Le Suisse Roger Federer, le 4 juillet 2012, à Wimbledon.
Le Suisse Roger Federer, le 4 juillet 2012, à Wimbledon. - REUTERS/Dylan Martinez

Avec Reuters

Les demi-finales de Wimbledon proposeront d'un côté le choc des rois, entre Novak Djokovic et Roger Federer, et de l'autre, le duel des prétendants, entre Andy Murray et Jo-Wilfried Tsonga. Pour ce troisième jour de la deuxième quinzaine londonienne, chacun de ces favoris a tenu son rang mercredi. Novak Djokovic (n°1) et Roger Federer (n°3) ont largement dominé leurs adversaires respectifs, l'Allemand Florian Mayer et le Russe Mikhail Youzhny.

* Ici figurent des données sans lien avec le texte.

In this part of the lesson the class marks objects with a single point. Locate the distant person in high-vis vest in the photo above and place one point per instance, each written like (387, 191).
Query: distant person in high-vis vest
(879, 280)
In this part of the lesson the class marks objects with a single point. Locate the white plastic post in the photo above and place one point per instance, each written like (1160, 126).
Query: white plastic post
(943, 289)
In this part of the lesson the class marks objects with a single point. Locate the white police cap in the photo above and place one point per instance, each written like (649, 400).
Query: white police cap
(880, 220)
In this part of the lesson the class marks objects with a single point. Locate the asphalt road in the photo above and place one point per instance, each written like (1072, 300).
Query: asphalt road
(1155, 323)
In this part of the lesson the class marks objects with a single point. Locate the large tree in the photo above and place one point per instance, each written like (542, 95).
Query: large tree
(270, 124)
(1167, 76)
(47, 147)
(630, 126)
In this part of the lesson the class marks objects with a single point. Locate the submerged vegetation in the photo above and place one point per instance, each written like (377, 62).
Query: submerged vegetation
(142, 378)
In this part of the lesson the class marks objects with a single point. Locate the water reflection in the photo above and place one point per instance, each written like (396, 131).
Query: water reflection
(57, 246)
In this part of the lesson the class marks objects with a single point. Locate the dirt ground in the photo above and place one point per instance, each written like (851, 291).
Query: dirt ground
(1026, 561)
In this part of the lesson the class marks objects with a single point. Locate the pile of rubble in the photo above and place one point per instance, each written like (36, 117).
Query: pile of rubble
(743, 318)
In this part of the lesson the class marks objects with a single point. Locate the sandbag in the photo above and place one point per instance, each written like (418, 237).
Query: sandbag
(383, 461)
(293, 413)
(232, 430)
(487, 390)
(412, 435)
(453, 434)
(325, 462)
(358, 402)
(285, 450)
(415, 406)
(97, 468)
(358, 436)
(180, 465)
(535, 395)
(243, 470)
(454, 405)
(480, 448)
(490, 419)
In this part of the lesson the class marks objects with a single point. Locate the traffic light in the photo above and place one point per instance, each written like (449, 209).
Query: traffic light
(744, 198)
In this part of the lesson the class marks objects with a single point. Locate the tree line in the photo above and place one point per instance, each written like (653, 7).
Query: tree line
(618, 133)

Federer, qui vise à 30 ans un septième succès sur les courts londoniens, n'a laissé aucune chance à Youzhny, étrillé 6-1 6-2 6-2. Djokovic a été presque aussi expéditif face à Mayer, dominé 6-4 6-1 6-4. Roger Federer avait été éliminé en quart de finale sur l'herbe londonienne ces deux dernières années, mais cette fois il n'a pas raté l'occasion d'atteindre le dernier carré en Grand Chelem pour la 32e fois de sa carrière.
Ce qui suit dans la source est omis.